Tutorials, PHP & MySQL, Laravel Framework

I recently had to import a 30,000 line CSV file, in this post, I document how I tackled this task.

large files can be read fairly easily with PHP the issue is when you start inserting the data into a database, even worse if you're first checking if the record already exists. In that case, say you're working with a 100 lined CSV file your end up doing 200 queries. You can't avoid needing to do the queries but doing lots in one go will use up your application's memory and will timeout when taking too long.

It's easier to break up a large file into smaller files and process them in batches.

Let's go through the steps achieved.

First 2 routes are required one for loading an import view and another to process the import.

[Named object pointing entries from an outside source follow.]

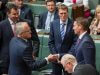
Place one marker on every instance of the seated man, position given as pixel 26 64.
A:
pixel 49 16
pixel 70 65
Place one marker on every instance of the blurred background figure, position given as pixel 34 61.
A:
pixel 70 65
pixel 61 37
pixel 95 24
pixel 26 13
pixel 3 9
pixel 80 8
pixel 47 17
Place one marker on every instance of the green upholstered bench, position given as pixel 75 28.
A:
pixel 44 50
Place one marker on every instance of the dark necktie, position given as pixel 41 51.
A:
pixel 62 31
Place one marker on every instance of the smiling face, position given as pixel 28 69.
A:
pixel 18 3
pixel 63 14
pixel 77 28
pixel 26 34
pixel 13 15
pixel 51 6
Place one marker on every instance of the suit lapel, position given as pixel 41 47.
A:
pixel 57 27
pixel 9 27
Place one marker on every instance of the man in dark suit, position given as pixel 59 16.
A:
pixel 70 65
pixel 26 13
pixel 61 36
pixel 3 9
pixel 49 16
pixel 21 60
pixel 84 50
pixel 7 31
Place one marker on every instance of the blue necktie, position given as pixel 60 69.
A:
pixel 62 31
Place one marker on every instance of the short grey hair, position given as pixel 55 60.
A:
pixel 20 27
pixel 68 58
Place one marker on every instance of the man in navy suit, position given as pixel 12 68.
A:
pixel 7 31
pixel 84 50
pixel 21 60
pixel 71 65
pixel 60 40
pixel 44 22
pixel 26 13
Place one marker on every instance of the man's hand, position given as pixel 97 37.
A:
pixel 52 58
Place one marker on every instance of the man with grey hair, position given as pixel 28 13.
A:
pixel 70 65
pixel 21 59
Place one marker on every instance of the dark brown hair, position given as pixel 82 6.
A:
pixel 83 22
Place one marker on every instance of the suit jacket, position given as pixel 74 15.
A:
pixel 26 13
pixel 70 2
pixel 56 44
pixel 85 69
pixel 3 9
pixel 6 34
pixel 21 60
pixel 43 18
pixel 85 50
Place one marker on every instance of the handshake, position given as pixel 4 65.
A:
pixel 53 58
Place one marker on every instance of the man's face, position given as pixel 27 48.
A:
pixel 13 15
pixel 63 14
pixel 98 15
pixel 18 3
pixel 26 32
pixel 51 6
pixel 76 28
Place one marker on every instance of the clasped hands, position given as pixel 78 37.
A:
pixel 53 58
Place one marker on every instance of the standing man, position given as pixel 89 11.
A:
pixel 7 31
pixel 3 9
pixel 84 50
pixel 70 65
pixel 61 36
pixel 49 16
pixel 21 60
pixel 26 13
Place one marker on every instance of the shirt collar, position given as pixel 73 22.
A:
pixel 80 36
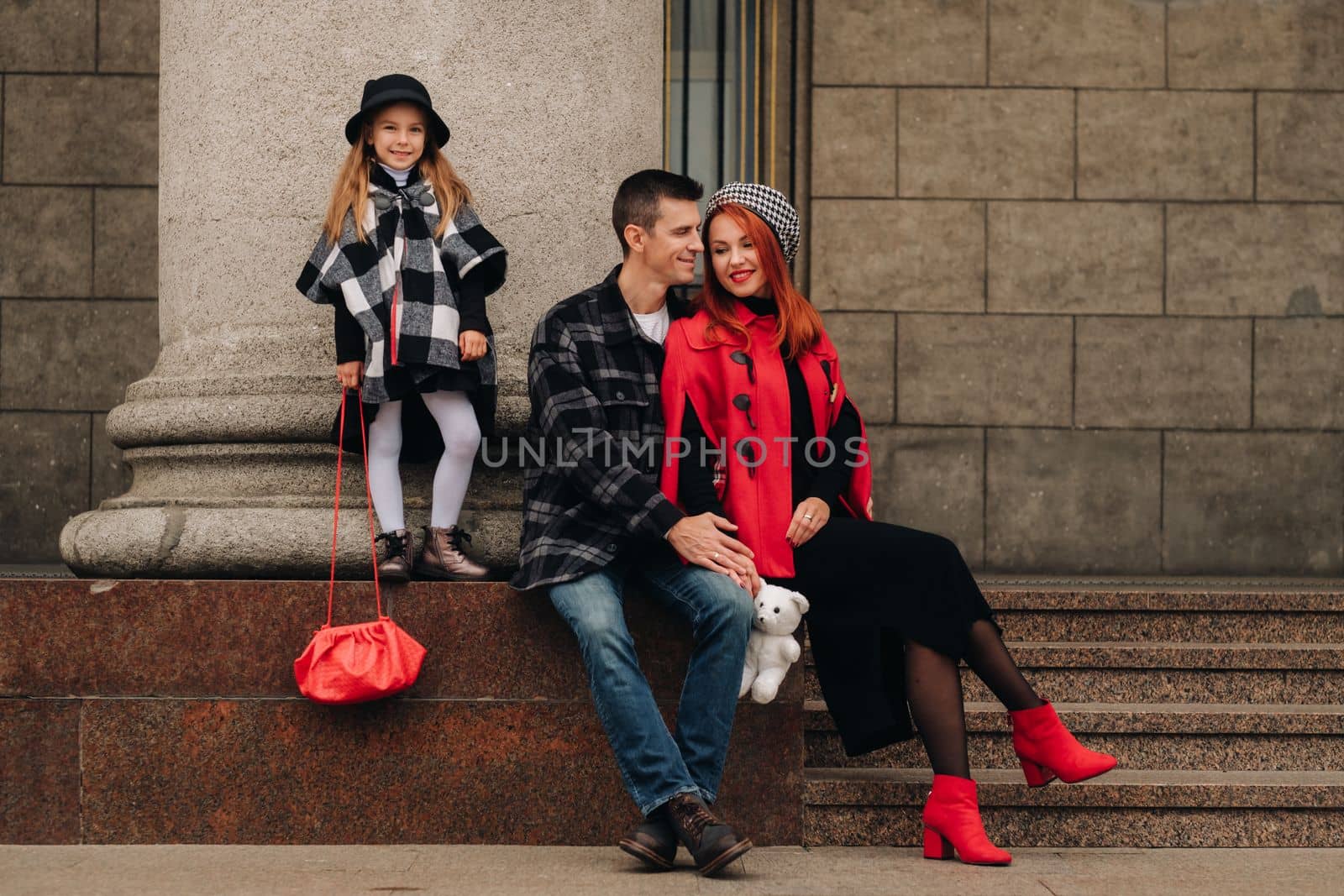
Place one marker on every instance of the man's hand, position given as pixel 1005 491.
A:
pixel 703 540
pixel 470 344
pixel 349 374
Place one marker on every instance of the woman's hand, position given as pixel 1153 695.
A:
pixel 470 344
pixel 705 540
pixel 806 521
pixel 349 374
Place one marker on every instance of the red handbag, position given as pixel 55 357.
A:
pixel 363 661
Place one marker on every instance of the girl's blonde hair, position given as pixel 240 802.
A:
pixel 351 187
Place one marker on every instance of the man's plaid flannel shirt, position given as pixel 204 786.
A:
pixel 593 378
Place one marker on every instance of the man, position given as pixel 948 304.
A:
pixel 595 520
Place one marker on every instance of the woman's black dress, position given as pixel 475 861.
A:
pixel 871 584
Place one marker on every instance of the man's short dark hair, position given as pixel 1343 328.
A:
pixel 638 196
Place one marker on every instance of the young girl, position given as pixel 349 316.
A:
pixel 407 265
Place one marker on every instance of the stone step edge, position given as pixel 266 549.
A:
pixel 1120 789
pixel 1176 602
pixel 1171 654
pixel 1148 718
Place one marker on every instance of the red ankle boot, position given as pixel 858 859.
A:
pixel 952 821
pixel 1047 750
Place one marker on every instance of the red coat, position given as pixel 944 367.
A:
pixel 759 504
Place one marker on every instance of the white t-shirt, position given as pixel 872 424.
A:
pixel 655 325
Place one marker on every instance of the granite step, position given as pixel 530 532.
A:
pixel 1193 736
pixel 1126 808
pixel 1169 616
pixel 1166 672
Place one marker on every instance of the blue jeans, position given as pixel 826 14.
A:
pixel 655 763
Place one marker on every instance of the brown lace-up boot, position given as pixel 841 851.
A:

Route::get('import',  'ContactsController@import');
Route::post('import', 'ContactsController@parseImport');

I created a ContactsController

php artisan make:controller ContactsController

In the controller create an import method to load a view called import.

public function import()
{
    return view('import');
}

Make a view called import.blade.php

This view will have a form set to post to /import url as it will be working with a file enctype="multipart/form-data" is needed to upload the file.

Wrap the file input inside of a bootstrap element not required but useful for styling errors.

<p>{{ session('status') }}</p>

<form method="POST" action="{{ url("import") }}" enctype="multipart/form-data">
{{ csrf_field() }}

<div class="form-group{{ $errors->has('file') ? ' has-error' : '' }}">
    <label for="file" class="control-label">CSV file to import</label>
    
    <input id="file" type="file" class="form-control" name="file" required>

    @if ($errors->has('file'))
        <span class="help-block">
        <strong>{{ $errors->first('file') }}</strong>
        </span>
    @endif
    
</div>
 
<p><button type="submit" class="btn btn-success" name="submit"><i class="fa fa-check"></i> Submit</button></p>

</form>

Next in the ContactsController create a method called parseImport:

Place validation rules, this ensures only a CSV file will be accepted. If there is an error the user will be redirected back to the import page.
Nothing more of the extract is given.